Quantum Science Perspectives:" Probing the past of quantum systems"

Date: 
Thu, 14/11/201917:00-18:00
Location: 
Mathematics lecture hall 2 (Einstein Institute Manchester Building), Safra Campus.
Lecturer: Prof. Aephraim Steinberg (University of Toronto)


Abstract:

One of the famous conclusions typically drawn from the famous Bohr-Einstein debates is that in quantum mechanics, we cannot discuss what particles were doing before they were measured: when a photon in a two-slit interferometer hits the screen, we have no right to ask where it was beforehand.  This contrasts with “classical” science ranging from archaeology to cosmology, where present observations provide us our information about the past.  Yet the real world (including dinosaurs and galaxies!) is quantum, so it is important to recognize that present measurements do contribute to knowledge of the past, but also to understand the limits on this “retrodiction."  These questions have become especially relevant given the major role that “post-selection” plays in many quantum information and quantum optics protocols.

 

I will concentrate largely on one, century-old, controversy related to these questions, and our just-submitted experiment attempting to resolve it, but I will also introduce approaches to combining information from state preparation and post-selection to most fully describe a quantum state at intermediate times, and give a brief overview of some ongoing experiments to study some of the puzzles they raise, particularly related to the “weak measurement” formalism of Aharonov, Albert, and Vaidman.

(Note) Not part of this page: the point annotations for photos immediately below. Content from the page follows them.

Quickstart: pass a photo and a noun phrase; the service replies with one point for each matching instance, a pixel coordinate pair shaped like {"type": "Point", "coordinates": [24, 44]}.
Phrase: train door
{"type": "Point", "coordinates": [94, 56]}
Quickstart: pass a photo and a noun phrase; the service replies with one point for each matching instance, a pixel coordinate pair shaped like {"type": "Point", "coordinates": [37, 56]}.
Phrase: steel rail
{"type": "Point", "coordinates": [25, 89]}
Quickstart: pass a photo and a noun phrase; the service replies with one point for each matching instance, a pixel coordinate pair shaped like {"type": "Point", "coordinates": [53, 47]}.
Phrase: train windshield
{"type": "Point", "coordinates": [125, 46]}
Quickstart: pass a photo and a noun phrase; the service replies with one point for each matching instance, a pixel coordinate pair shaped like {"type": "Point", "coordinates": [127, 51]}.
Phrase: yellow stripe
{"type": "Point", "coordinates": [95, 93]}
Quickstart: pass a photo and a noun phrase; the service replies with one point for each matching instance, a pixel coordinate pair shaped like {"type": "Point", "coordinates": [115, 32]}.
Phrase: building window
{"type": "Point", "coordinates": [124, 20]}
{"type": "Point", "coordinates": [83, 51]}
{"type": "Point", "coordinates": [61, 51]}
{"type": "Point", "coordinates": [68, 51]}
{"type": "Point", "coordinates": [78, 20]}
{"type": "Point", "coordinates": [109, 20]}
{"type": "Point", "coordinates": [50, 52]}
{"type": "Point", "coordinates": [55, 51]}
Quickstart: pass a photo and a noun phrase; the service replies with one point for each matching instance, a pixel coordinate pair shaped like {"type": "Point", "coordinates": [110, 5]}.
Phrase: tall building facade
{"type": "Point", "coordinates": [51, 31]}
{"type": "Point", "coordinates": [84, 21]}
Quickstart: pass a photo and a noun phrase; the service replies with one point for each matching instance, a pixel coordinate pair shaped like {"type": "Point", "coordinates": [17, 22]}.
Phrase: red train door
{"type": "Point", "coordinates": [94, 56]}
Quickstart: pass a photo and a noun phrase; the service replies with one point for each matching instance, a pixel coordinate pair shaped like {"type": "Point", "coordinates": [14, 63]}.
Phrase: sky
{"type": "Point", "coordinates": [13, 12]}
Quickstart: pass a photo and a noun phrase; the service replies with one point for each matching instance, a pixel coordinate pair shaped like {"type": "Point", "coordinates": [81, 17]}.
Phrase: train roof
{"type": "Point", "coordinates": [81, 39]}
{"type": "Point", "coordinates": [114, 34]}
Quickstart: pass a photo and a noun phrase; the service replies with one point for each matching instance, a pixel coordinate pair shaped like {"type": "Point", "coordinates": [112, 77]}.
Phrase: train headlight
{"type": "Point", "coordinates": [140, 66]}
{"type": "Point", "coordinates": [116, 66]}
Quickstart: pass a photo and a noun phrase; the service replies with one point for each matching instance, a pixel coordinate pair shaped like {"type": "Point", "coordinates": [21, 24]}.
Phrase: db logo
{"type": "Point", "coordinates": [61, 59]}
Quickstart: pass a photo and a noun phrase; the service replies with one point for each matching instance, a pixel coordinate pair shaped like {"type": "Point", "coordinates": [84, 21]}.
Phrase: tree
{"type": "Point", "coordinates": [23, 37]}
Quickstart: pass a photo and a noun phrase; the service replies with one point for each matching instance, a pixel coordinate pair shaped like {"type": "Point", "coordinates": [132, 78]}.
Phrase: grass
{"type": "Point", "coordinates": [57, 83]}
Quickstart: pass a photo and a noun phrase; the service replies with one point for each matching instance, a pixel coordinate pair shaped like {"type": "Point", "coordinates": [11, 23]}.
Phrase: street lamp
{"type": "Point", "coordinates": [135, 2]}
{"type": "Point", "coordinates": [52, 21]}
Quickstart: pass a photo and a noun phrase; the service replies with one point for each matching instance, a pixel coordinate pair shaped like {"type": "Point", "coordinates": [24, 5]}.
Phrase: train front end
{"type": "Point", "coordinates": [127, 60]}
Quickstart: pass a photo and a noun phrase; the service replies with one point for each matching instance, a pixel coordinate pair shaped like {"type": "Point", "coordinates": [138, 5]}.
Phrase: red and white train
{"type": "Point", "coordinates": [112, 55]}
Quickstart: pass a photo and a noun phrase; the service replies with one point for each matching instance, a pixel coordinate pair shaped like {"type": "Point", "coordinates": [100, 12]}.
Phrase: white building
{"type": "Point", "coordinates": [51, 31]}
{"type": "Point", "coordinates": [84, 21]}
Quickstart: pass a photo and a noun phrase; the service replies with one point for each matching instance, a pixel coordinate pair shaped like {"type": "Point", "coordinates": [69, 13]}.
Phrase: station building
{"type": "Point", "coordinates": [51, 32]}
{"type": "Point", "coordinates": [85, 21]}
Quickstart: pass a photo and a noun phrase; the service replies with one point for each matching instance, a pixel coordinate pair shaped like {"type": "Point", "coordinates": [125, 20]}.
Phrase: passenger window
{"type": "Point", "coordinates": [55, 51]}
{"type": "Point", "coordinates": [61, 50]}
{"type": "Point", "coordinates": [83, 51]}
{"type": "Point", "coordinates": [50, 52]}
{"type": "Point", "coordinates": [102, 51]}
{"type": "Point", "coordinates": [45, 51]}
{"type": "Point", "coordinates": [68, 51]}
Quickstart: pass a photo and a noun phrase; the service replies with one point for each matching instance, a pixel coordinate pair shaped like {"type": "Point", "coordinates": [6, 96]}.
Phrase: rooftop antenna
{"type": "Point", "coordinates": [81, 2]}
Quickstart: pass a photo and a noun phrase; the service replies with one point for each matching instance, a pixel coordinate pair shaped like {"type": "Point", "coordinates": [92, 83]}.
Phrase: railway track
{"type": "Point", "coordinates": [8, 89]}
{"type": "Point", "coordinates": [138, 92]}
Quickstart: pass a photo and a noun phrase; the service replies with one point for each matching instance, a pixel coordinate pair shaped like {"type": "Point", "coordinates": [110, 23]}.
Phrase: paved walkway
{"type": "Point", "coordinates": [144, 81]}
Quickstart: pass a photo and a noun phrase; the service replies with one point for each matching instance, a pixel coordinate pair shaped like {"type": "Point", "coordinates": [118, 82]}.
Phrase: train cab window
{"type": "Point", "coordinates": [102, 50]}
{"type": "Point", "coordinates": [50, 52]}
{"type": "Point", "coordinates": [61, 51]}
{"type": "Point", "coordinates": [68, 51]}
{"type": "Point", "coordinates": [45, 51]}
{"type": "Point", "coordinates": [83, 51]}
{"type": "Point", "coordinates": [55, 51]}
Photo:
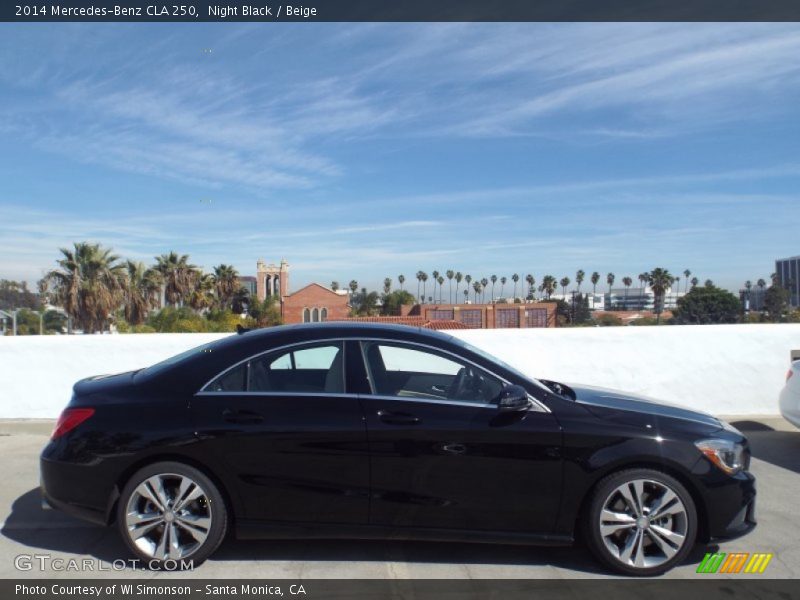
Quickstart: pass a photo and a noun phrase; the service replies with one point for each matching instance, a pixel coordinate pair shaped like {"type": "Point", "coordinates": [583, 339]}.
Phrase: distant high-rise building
{"type": "Point", "coordinates": [788, 273]}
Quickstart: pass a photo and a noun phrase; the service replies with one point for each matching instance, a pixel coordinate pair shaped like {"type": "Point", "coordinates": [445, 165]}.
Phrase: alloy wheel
{"type": "Point", "coordinates": [168, 516]}
{"type": "Point", "coordinates": [643, 523]}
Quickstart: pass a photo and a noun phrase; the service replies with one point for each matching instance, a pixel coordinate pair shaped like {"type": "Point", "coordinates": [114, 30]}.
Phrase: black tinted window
{"type": "Point", "coordinates": [230, 381]}
{"type": "Point", "coordinates": [316, 368]}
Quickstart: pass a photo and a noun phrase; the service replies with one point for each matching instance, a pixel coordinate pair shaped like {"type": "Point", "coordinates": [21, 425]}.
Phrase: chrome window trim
{"type": "Point", "coordinates": [536, 405]}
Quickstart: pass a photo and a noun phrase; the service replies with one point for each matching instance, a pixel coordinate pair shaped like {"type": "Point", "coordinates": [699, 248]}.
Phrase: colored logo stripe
{"type": "Point", "coordinates": [735, 562]}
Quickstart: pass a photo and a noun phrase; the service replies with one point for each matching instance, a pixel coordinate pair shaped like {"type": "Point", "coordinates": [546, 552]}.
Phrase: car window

The question of the time a particle takes to tunnel through a classically forbidden region has been a topic of debate since the 1930s, complicated by the fact that the group delay which predicts the arrival time of a wave packet peak may seem to be faster than light.  By now it is well understood that this result is not paradoxical, but it leaves open the question, already stressed by Büttiker and Landauer in the 1980s, of how long a particle interacts with the barrier, and of whether it is sensible to distinguish between interaction times for transmitted and reflected particles (i.e., to get new information from the post-selection).  

By preparing ultracold Rubidium atoms in an atom waveguide and cooling them to approximately 1 nK, we are able to study tunneling across a 1-μm barrier formed by a blue-detuned laser beam.  Using Raman coupling to generate a fictitious magnetic field, we implement a “clock” which ticks only while the atoms are in the barrier  I will present our recent results characterizing how long transmitted atoms spend in the barrier region.  We analyze them in terms of the weak-measurement formalism, which enables us to attach concrete and distinct interpretations for the real and imaginary components of this “complex time.”